Street photography is a matter of form and of content. Of curiosity and emotion. And of artistic daring, where the greatest challenge is within yourself. We are also talking about a genre in constant evolution, one which reflects the ceaseless changes of our society.
I am of two minds: I think street photography is both the most difficult and the easiest genre of photography. The easiest because you just need a camera and a good pair of shoes. The most difficult, because to really understand the genre, you need to simultaneously get familiar with aesthetics, motivation and agile, lateral thinking. And, besides that, you have to try to make a good picture!
I think today the concept of the “decisive moment” is not that relevant. When it comes to street photography, I prefer to think about “energy.” For me, street photography needs to express that particular tension we can see in cities, all over the world.
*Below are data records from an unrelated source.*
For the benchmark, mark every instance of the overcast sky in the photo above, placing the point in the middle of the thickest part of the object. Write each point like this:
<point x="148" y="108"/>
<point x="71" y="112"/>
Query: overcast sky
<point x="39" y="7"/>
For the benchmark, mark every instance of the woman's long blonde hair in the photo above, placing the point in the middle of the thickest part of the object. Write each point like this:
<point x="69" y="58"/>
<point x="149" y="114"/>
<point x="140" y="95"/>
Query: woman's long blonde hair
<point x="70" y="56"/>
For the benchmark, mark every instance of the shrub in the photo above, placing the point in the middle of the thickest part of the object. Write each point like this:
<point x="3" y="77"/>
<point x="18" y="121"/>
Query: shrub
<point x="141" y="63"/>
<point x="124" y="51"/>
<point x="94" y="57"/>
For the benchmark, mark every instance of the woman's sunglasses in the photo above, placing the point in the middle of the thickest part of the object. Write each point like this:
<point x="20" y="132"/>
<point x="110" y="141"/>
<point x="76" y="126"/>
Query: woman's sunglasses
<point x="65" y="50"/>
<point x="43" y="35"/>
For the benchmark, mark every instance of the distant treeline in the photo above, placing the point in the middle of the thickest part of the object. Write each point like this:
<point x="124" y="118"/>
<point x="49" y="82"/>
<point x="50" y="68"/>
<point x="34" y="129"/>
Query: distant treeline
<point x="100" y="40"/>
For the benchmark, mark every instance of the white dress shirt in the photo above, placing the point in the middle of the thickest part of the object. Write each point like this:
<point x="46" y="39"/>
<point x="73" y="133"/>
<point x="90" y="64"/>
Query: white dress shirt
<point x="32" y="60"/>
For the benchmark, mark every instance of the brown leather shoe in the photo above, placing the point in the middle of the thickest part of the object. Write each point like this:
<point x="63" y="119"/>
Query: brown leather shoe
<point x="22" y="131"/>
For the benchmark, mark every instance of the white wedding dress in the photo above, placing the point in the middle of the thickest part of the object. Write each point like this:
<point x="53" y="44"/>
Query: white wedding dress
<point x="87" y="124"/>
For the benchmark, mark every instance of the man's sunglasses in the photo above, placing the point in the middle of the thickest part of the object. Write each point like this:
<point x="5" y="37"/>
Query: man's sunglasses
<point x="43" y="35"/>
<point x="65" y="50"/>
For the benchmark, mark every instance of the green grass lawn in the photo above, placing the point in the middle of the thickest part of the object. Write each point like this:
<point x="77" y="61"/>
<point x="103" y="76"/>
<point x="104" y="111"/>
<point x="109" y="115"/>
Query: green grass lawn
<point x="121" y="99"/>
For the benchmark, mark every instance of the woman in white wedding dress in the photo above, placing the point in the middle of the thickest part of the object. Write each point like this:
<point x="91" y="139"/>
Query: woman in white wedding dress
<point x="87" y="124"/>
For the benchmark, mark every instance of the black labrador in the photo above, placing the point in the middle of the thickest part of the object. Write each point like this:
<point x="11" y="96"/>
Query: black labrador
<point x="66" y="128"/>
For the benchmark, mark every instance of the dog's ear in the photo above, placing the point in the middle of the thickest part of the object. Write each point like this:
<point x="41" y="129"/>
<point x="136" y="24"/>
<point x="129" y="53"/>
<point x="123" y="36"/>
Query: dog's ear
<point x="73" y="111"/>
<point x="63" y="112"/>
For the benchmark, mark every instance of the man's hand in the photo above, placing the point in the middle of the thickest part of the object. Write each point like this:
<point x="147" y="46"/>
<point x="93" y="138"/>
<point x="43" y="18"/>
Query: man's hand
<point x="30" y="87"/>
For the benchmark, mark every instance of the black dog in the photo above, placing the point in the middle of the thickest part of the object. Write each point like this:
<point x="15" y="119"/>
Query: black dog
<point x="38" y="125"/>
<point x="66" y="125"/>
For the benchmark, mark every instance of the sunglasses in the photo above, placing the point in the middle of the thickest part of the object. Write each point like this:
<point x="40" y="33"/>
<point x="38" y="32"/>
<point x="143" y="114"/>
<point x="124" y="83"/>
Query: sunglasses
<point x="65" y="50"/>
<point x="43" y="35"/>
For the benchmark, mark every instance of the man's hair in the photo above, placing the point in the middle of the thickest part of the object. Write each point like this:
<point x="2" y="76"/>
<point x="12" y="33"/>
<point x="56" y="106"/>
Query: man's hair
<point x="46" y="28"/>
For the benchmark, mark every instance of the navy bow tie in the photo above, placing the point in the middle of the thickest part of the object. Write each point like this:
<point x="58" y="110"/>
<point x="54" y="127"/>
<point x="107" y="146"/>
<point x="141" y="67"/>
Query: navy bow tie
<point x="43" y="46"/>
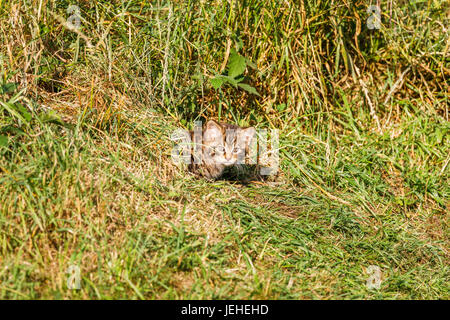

Now, street photography is much more than taking pictures in a public place. To be a good street photographer, you need to be the street. Quoting Bruce Gilden, “If you can smell the street by looking at the photo, it’s a street photograph.” That is exactly what we are talking about. If you are not really connected with the street itself, you will not be able to make good pictures.
Still, there are no boundaries for street photography. Whoever wants to put limits on it is perhaps of an academic inclination. But street photography is the least academic genre of photography. Again, it draws its being from the world, not from anywhere else.
In the history of the genre, Joel Meyerowitz, Lee Friedlander and Garry Winogrand are for street photographers what Black Sabbath, Deep Purple and Led Zeppelin are for metal heads: you might prefer others; but you can’t think to ignore them.
Composition? Content? Vision? Aesthetics? If you want really stand out with street photography, the most important thing is called—ideas. New ideas lead to new photographs. Something you can’t see everyday. Something plucky, different, out of the ordinary. Otherwise you will be always an ordinary photographer. Thus, I prefer those street photographers who are outside of the mainstream, always trying to leave the common places behind. The people who reach out of their comfort zone and pursue their own thing doggedly.
As a street photographer, I use film and digital, without prejudice or snobbery. But I certainly strive to use manual settings whenever possible. And I always prefer light, compact cameras that allow me to do this. Call me “old school,” but you’ll find me using zone focus and an optical viewfinder to get my results.
I love anything about street photography. I love to go out and shoot. I love that adrenaline running in my veins anytime I am ready to take a picture. I love to meet other street photographers, sharing ideas and points of view with them.